# Checking timing on 2.2L



## jeroland (May 29, 2010)

So I finally got around to replacing the leaking water pump on my old QSW clunker. I call it the clunker because I have two '87 QSWs in very different conditions... One is in great condition, which I usually take to a mechanic and the other is well... a clunker that I work on myself. I've just been filling it with distilled water all summer to keep it running but wanted to get it ready for winter so I finally replaced the gasket on the pump today so I could start putting antifreeze in it. Problem is, I think I may have bumped the timing out of whack because now it seems to be very sluggish at low RPMs, has worse acceleration, and I'm getting loud clicking noises from under the valve cover. So what is the easiest way to reset the timing? Thanks


----------



## jlw (Sep 18, 2010)

There is a little dot (or dash) on the camshaft gear that should line up with the top (right) side of the head when the flywheel shows Top Dead Center.
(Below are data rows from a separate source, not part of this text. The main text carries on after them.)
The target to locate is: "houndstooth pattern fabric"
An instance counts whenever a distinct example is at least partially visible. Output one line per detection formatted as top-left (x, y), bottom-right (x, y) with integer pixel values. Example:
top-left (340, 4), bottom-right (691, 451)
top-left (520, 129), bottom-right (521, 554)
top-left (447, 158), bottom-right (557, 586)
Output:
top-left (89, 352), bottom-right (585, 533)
here, this will explain it better than me.. its for an Audi but it's the same setup:
http://www.sjmautotechnik.com/trouble_shooting/eng.html#tim


----------



## jeroland (May 29, 2010)

I have been messing around with the timing and still can't seem to get it right. In fact now the car does not run at all. I have located the TDC "0" symbol on the flywheel and believe that I am positioning it right. Then I line up the notch on the camshaft wheel with the top of the valve cover and make sure that the distributor is facing the outer clip, but I am not getting it to run. It has started a few times with my foot on the gas but it just rumbles really hard and smokes really bad. As soon as I take my foot off the gas it dies. I am confused about the fact that the flywheel goes around twice for every one time the camshaft goes around. Does that mean there's a 50/50 chance I have it right? How can I tell the valves are in the right position when the cylinders are at TDC? At this point I've messed with it all so much I can't tell where I'm at. I probably should have never touched it but I'm just that way, I just can't let it be...:banghead: Help!


----------



## jeroland (May 29, 2010)

I'm guessing I'm getting no response cause nobody here wants to be the one to tell me I bent the valves and my engine is now toast... Well, that's alright, I figured it out myself... I'm gonna take it in to get a compression test on it just to make sure but I'm thinking I've got another parts car on my hands now...


----------



## jlw (Sep 18, 2010)

I've always been under the impression these werent interference engines..? but then again I do remember the factory manual cautioning something about positioning the valves correctly (before the belt is installed) when reinstalling the head so they wont contact a piston.. Somehow I doubt you bent a valve, But i guess we'll see. Good luck.

Jason


----------



## jeroland (May 29, 2010)

Compression test yielded bent valves in cylinders 2 and 5... Anybody want a parts car? Your best offer. Located in Western Colorado.


----------



## jlw (Sep 18, 2010)

bummer..


----------



## VW Nevada (Feb 28, 2008)

Any more info on your parts car for sale or is it gone already?


----------



## jeroland (May 29, 2010)

More info on parts car for sale:

1987 Quantum Syncro Wagon with sun roof
Fire engine red. Some damage to certain body panels. Good glass. Clean interior.
Two brand new tires. Two older tires but still in good condition. All 4 matching. Snowflake rims.
CD/MP3 player with newer speakers.
Brand new 90Amp Bosche alternator installed.
All electronics, switches and gauges work fine.
Good radiator.
CIS in good condition.
5-speed transmission in good condition.
Differentials all good and actuators working fine. 

Check out my Samba ad at:

http://www.thesamba.com/vw/classifieds/detail.php?id=1049959

Feel free to contact me with any questions or if you want me to email you pictures. Otherwise make an offer.... I am very negotiable as I have no where to keep it. If I can't sell the entire car soon I will remove some of the parts I know have value, and send the rest of it to the smasher. Thanks for the interest.


----------



## SCarGo02 (Mar 26, 2004)

Don't know if you want to take on another project, but I saw this earlier and perhaps you could make one nice qsw out of your parts car and this one... http://rockies.craigslist.org/cto/2045968216.html (not mine, yadda, yadda, yadda)


----------



## strictlyA2 (Jul 27, 2002)

Small world... I was on vacation in Carbondale two months ago and saw this car. I would love to come out there again and pick it up but I just can't swing it right now. Good luck with the sale!


----------



## mangeloe (Oct 26, 2010)

*Quantum for parts*

sorry to hear about your QSW but I was wondering if you would want to sell me the headliner for the sunroof.. mine is misssing..


----------